Mais curioso, são números que ultrapassam largamente os de professores a concurso (contratados ou mobilidade), demonstrando até que ponto a sua função informativa e de apoio às necessidades reais das pessoas.

Isto acontece porque existe um fenómeno duplo de confiança na informação prestada e na sua utilidade prática.

Esta é a verdadeira blogosfera social, que responde às necessidades das pessoais reais, neste caso do segmento profissional qualificado mais numeroso do país e vai mesmo para além dele.

O tempo dos blogues mais explicitamente políticos, não tendo passado, recolhe-se para uma segunda linha nestes momentos, pois o que está em causa é a preocupação das pessoas com o seu destino profissional e não necessariamente com uma abordagem analítica do conteúdo do que se passa.

E o espaço para os blogues-eco (os que estão sempre pró-algo, de acordo com a proveniência da informação) torna-se ainda mais exíguo, porque inútil. De que adianta ir ler o eco de um comunicado sindical ou o suporte político acrítico de uma decisão do Governo?

O Arlindo e o Ricardo têm vindo a provar, através de um trabalho verdadeiramente notável e extenuante que o espaço da blogosfera está para além das bocas e diatribes que muitos gostam de lhes atribuir a partir de fora, em especial quando se trata de blogues sobre Educação. É mais do que evidente a condescendência com que os especialistas em Educação ou os profissionais da opinião impressa ou televisionada (quantos deles promovidos a partir de blogues feitos apenas para servir os próprios e a sua tertúlia) tratam os blogues e os bloggers que se movem na área da informação e do debate em Educação.
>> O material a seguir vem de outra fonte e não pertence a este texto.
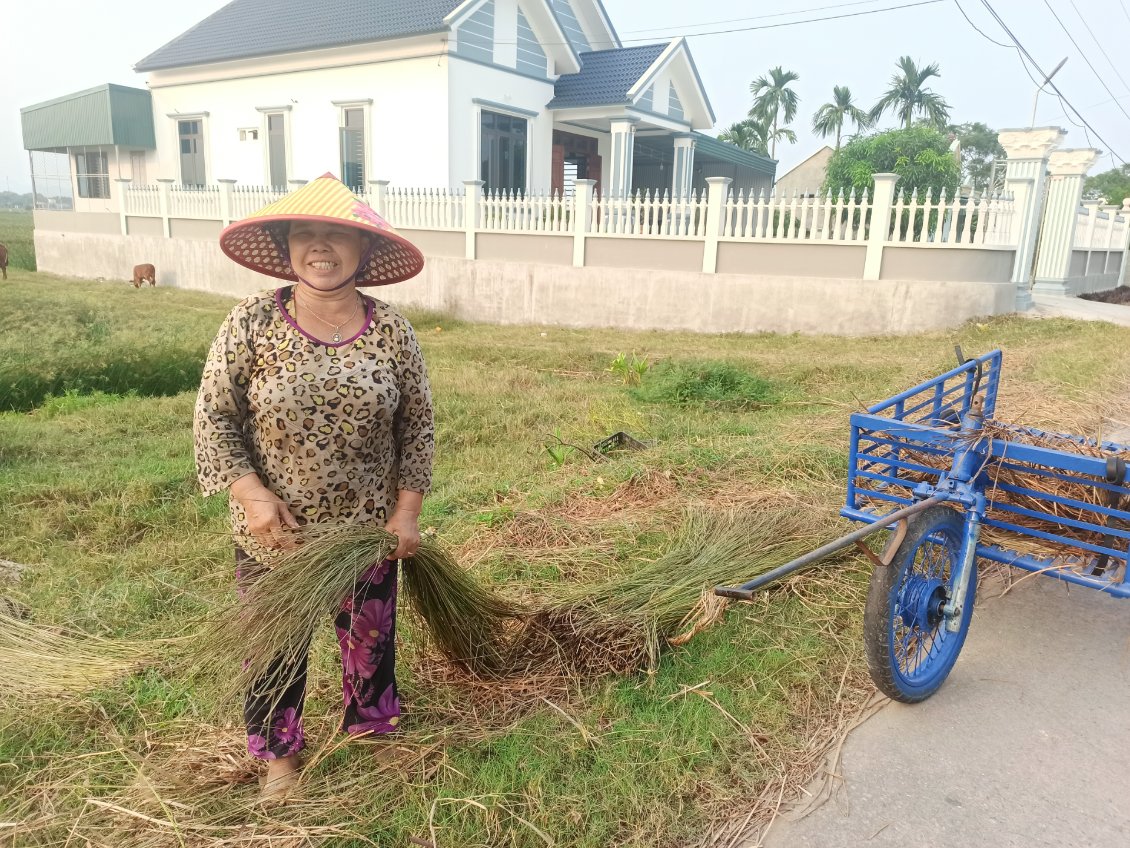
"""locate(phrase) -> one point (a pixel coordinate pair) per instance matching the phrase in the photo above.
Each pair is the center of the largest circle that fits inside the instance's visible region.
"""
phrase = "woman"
(314, 406)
É pena que não compreendam um fenómeno (que alguns jornais felizmente detectaram há alguns anos quando se aperceberam dos fluxos de leitores online e mesmo das vendas em papel) que está muito para além da circunstância momentânea, do episódico e do irrelevante. Os blogues sobre Educação, em particular aqueles que se colocaram ao serviço dos colegas e das pessoas reais, prestam um serviço enorme e por isso são reconhecidos e confiados pelos seus primeiros destinatários, suscitando desconfiança apenas a quem se sente erradamente ameaçado.

Voltando ao início, o que se passou neste final de semana (e em outros momentos) com o Blog DeAr Lindo e o Professores Lusos, foi a maior prova de que é possível fazer muito com poucos meios, quando a vontade se sobrepõe aos interesses e o desejo de informar e ajudar existe em vez do desejo de manipular ou instrumentalizar.

Esta última parte, claro, é o meu olhar sobre o fenómeno porque eu poderia evitar a deriva subjectiva mas não seria bem a mesma coisa… nem me daria o mesmo prazer.